In modern sources, it is often portrayed that slaves were treated more harshly than was actually the case. Slaves in Rome actually did have some benefits It is clear that slaves owned land, property, ships, interests in business concerns, even slaves of their own, and that their rights were protected by law. In most cases, slaves were citizens of conquered land who had been spared and put into slavery instead of being executed. This in itself was a benefit. Often slaves were trained by their masters in a craft, giving them skills and again benefiting them. For a man from a backward race might be brought within the pale of civilization, educated and trained in a craft or profession, and turned into a useful member of society. Although this extract is clearly written by someone not a slave, it proves that a slave may learn a lot and actually benefit from slavery. In fact, Satricon of Petronius, who was once a slave actually said, Thank heavens for slavery, it made me what you see today. Although this only the account of one man, it shows that at least some people actually recognized the benefits that slavery brought them.

On the other hand though, some slave masters treated their slaves very poorly. In the eyes of the roman law, a slave was the absolute property of his master and the master could inflict any kind of punishment that he chose. Beating, torture and the murder of slaves were common, some slaves for the most minor and trivial reasons. Farm slaves often toiled in chain gangs, living like animals and in constant fear of the whip or the cross. It was common in criminal cases for slaves evidence to be given under torture and the law of the Imperial Age was explicit on how to do so.

The following is a description of the harsh conditions of slaves who worked at a flour mill, written by Apuleius. (c. AD 157):

These poor, undersized slaves. Their skin was black and blue with bruises, their backs covered with cuts from the whip. They were covered with rags, not clothes, and it was hardly enough to make them decent. They had been branded on the forehead and half of their hair was shaved off. On their legs they wore iron chains.

Although many slaves were treated very badly, there were many masters that treated them well and sometimes even respected their slaves, who were often more talented at a particular craft than their master. Many slaves were often released by their masters. It was discovered that, the nearer the lot of a slave approached a free man, the more useful he was. This realization helped slaves invariably.

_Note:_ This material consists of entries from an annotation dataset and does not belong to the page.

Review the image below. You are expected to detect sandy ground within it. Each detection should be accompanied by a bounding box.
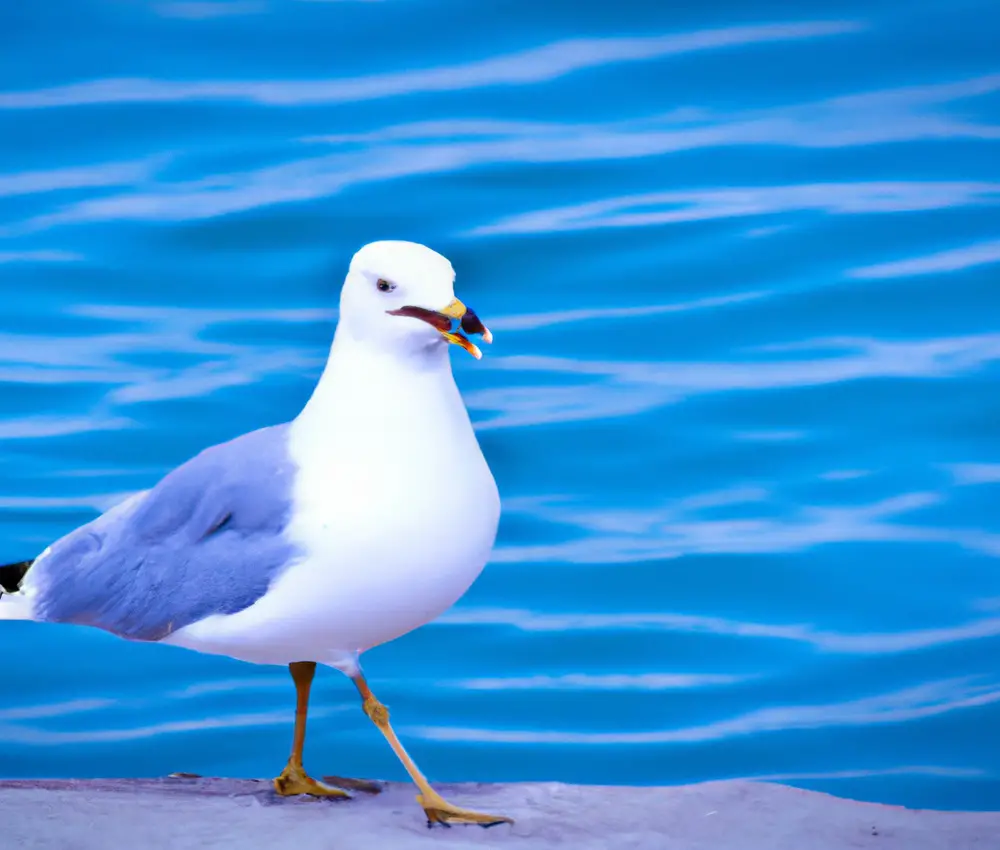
[0,778,1000,850]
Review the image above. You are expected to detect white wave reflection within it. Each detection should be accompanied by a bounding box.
[0,156,166,197]
[0,249,84,264]
[447,673,753,691]
[440,608,1000,655]
[848,240,1000,280]
[470,181,1000,236]
[466,334,1000,430]
[945,463,1000,487]
[0,21,862,109]
[167,676,289,699]
[406,677,1000,745]
[490,290,773,332]
[0,699,117,723]
[153,0,268,21]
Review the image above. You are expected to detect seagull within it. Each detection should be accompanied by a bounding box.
[0,241,513,826]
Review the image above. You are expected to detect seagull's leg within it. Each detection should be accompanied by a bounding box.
[351,671,514,827]
[274,661,351,797]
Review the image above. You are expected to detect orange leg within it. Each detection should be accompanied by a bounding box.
[274,661,381,797]
[351,672,514,827]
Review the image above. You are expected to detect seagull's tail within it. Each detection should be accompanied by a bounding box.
[0,561,35,620]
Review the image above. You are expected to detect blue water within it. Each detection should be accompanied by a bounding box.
[0,0,1000,809]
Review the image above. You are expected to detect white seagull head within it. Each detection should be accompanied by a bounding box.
[340,241,493,359]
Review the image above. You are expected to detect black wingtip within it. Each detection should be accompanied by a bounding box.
[0,560,35,593]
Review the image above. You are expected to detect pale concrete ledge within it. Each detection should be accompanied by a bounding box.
[0,778,1000,850]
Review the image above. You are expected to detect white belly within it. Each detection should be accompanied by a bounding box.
[163,418,500,672]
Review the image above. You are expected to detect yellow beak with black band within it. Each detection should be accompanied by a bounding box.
[388,298,493,360]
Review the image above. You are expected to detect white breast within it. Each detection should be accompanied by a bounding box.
[172,340,500,667]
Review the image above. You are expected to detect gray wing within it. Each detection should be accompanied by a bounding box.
[28,424,297,640]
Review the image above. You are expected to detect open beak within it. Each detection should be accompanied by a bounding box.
[388,298,493,360]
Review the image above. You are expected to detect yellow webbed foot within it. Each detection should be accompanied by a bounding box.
[274,762,351,800]
[417,794,514,828]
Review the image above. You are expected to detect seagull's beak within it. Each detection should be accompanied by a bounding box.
[389,298,493,360]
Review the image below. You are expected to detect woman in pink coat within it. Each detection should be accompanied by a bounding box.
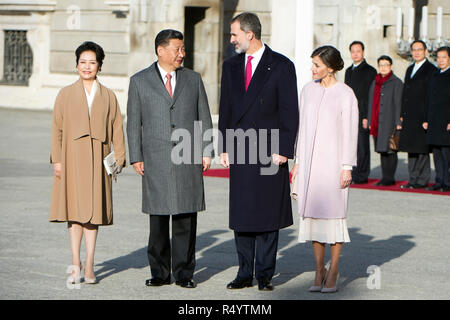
[291,46,358,293]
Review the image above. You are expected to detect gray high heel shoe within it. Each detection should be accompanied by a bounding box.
[320,273,339,293]
[308,268,328,292]
[66,264,83,284]
[84,263,97,284]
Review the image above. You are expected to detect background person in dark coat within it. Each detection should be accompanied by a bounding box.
[368,56,403,186]
[219,12,299,290]
[399,40,437,188]
[423,47,450,191]
[345,41,377,184]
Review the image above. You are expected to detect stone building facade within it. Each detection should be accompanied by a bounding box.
[0,0,450,115]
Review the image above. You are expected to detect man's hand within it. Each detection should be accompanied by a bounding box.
[272,153,287,165]
[341,170,352,189]
[133,161,144,176]
[362,119,369,129]
[53,162,62,179]
[202,157,211,172]
[220,152,230,168]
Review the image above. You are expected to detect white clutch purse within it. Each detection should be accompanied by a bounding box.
[291,174,298,200]
[103,151,122,181]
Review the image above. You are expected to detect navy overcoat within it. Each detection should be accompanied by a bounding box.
[219,45,299,232]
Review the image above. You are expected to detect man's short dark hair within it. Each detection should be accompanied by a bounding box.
[436,46,450,57]
[75,41,105,71]
[348,40,364,51]
[155,29,183,55]
[377,55,392,65]
[231,12,261,40]
[410,40,427,50]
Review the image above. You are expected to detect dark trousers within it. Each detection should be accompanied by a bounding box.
[234,230,279,280]
[147,212,197,281]
[433,146,450,187]
[352,126,370,182]
[408,153,431,186]
[380,152,398,183]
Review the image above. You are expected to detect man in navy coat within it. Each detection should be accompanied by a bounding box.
[219,12,299,290]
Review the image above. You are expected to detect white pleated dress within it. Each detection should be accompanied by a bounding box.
[298,217,350,244]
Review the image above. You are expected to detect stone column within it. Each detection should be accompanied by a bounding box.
[295,0,314,92]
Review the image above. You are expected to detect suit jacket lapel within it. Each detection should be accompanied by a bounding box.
[172,68,186,102]
[147,62,173,103]
[239,45,272,119]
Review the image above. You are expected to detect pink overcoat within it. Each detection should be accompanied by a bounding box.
[297,81,358,219]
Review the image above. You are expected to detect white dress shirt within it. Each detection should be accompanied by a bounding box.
[244,43,266,77]
[84,79,97,116]
[411,59,427,78]
[158,63,177,94]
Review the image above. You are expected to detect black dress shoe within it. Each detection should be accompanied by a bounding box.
[374,180,395,187]
[175,279,197,289]
[425,184,442,191]
[227,278,253,289]
[352,179,369,184]
[258,279,273,291]
[145,277,170,287]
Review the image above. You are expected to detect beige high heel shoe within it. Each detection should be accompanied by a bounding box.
[84,262,97,284]
[308,267,328,292]
[320,273,339,293]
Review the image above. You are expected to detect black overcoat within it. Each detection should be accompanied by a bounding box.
[426,69,450,146]
[399,60,437,153]
[219,46,299,232]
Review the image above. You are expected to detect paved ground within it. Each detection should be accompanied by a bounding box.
[0,109,450,300]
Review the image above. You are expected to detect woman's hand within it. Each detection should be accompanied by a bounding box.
[53,162,62,179]
[133,161,144,176]
[291,164,298,181]
[341,170,352,189]
[202,157,211,172]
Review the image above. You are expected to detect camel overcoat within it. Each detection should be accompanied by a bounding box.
[50,79,125,225]
[297,81,359,219]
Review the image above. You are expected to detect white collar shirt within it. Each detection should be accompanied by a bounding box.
[244,43,266,77]
[158,63,177,94]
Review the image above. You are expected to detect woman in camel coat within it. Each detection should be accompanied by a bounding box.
[50,42,125,283]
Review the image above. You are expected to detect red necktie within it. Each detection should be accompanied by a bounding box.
[245,56,253,91]
[166,73,173,98]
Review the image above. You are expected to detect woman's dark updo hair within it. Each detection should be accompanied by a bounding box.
[311,46,344,72]
[75,41,105,71]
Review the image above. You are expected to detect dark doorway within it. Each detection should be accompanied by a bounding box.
[184,7,208,70]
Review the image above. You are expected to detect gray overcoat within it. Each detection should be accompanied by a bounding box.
[367,74,403,152]
[127,62,213,215]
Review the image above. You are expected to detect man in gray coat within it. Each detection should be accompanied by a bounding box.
[127,30,213,288]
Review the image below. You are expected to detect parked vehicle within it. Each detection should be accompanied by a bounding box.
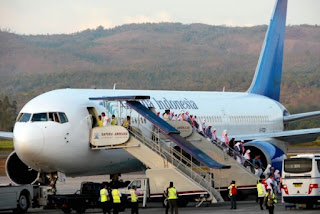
[282,154,320,208]
[0,185,51,213]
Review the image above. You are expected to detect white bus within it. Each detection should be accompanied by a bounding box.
[282,154,320,208]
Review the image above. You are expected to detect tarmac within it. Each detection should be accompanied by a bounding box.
[0,201,320,214]
[0,173,320,214]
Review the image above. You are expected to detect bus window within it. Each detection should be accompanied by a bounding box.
[284,158,312,173]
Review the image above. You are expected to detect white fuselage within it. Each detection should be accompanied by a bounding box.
[14,89,286,176]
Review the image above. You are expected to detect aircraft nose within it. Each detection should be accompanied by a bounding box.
[13,123,44,160]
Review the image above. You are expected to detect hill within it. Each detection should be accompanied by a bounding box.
[0,23,320,130]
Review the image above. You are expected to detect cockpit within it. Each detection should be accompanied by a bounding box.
[16,112,68,124]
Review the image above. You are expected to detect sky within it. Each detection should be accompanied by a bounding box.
[0,0,320,35]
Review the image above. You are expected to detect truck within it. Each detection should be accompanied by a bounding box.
[282,154,320,208]
[0,184,51,213]
[50,181,127,213]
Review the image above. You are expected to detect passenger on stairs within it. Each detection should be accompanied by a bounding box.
[220,130,229,153]
[233,142,241,164]
[168,181,178,214]
[228,181,238,209]
[257,179,266,210]
[229,137,235,157]
[205,126,212,141]
[240,140,245,155]
[243,149,251,170]
[198,119,206,136]
[98,115,103,127]
[211,128,218,142]
[252,155,262,170]
[172,114,178,120]
[254,163,263,178]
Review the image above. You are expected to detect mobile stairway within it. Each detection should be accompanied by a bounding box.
[169,121,258,194]
[91,97,230,204]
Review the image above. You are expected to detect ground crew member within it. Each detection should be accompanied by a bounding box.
[264,187,277,214]
[257,179,266,210]
[111,187,121,214]
[228,181,238,209]
[168,181,178,214]
[129,186,140,214]
[98,115,103,127]
[100,185,110,214]
[111,114,118,126]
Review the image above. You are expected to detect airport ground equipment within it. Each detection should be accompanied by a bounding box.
[90,96,257,203]
[90,96,229,203]
[0,185,51,213]
[281,154,320,208]
[50,182,127,213]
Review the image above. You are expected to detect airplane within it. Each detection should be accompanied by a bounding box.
[0,0,320,184]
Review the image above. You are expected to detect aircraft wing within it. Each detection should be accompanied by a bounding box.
[283,111,320,123]
[0,132,13,140]
[232,128,320,145]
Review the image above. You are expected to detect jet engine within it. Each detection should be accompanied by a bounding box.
[244,140,286,171]
[6,151,40,184]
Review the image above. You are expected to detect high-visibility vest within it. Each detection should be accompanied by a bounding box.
[100,188,108,202]
[168,187,178,199]
[111,118,118,126]
[111,189,121,203]
[123,120,130,128]
[265,192,278,206]
[229,184,237,196]
[257,183,264,197]
[130,189,138,202]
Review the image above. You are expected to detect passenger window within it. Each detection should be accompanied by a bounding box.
[31,113,48,122]
[59,112,68,123]
[19,113,31,123]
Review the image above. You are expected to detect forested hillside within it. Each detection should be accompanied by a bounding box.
[0,23,320,130]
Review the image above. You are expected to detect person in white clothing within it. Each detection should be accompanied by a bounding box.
[101,112,110,126]
[266,175,275,193]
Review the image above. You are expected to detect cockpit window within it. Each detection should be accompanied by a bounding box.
[49,112,60,123]
[18,113,31,123]
[58,112,68,123]
[31,113,48,122]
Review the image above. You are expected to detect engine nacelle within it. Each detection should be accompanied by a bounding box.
[244,140,286,171]
[6,151,40,184]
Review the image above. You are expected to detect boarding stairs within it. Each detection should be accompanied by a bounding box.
[92,101,228,203]
[176,121,258,189]
[92,126,224,203]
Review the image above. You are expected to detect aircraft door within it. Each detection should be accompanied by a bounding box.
[87,107,99,128]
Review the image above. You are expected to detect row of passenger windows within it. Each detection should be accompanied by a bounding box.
[197,116,222,123]
[127,116,269,123]
[230,116,269,123]
[17,112,68,123]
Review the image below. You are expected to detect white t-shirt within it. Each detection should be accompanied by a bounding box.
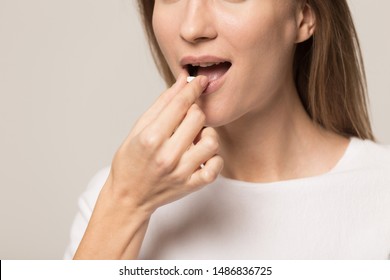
[65,138,390,260]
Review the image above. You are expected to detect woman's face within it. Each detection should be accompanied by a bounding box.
[153,0,299,127]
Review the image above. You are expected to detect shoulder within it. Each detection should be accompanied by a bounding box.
[79,166,110,211]
[344,137,390,171]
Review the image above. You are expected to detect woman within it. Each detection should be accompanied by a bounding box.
[67,0,390,259]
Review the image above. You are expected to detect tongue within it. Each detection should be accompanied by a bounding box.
[197,62,231,82]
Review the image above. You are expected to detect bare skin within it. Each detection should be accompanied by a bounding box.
[74,0,348,259]
[74,74,223,259]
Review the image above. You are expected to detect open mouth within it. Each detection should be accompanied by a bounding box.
[187,61,232,82]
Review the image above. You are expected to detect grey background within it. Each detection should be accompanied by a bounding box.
[0,0,390,259]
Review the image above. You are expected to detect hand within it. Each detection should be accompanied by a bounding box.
[106,73,223,212]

Although much of the evidence portrays the Romans as brutal, unforgiving and obsessed with violence, we must look at exactly why this is thought. When writers try to prove that the Romans were obsessed with violence, they often refer to: gladiatorial fights, chariot racing, wild beast hunts, and the keeping of slaves. However, when you look at this list of entertainments you see that they are all similar to things that have been/are done in the modern world. Consider boxing although the rules are more stringent and the boxers do not fight to the death, they do beat each other, causing long-term damage to both. This isn t all that different to gladiatorial fights! Chariot racing is very similar to motor racing, and today, people pay to hunt drugged animals in confined parks. Needless to say, the keeping of slaves continued well into the 19th century. And although it can be said that the Romans watched these entertainments to see violence and death, the same can be said about the people of the modern world. There is only one reason that people watch boxing to see people getting hurt, and the highlights of the motor racing are always the spectacular crashes.

Therefore, the Romans were no more violent as a society than our own. We have the same sort of entertainment and enjoy the same violent things. I think that it is very unfair to say that the Romans were obsessed with violence when we ourselves partake in the same sort of things they did.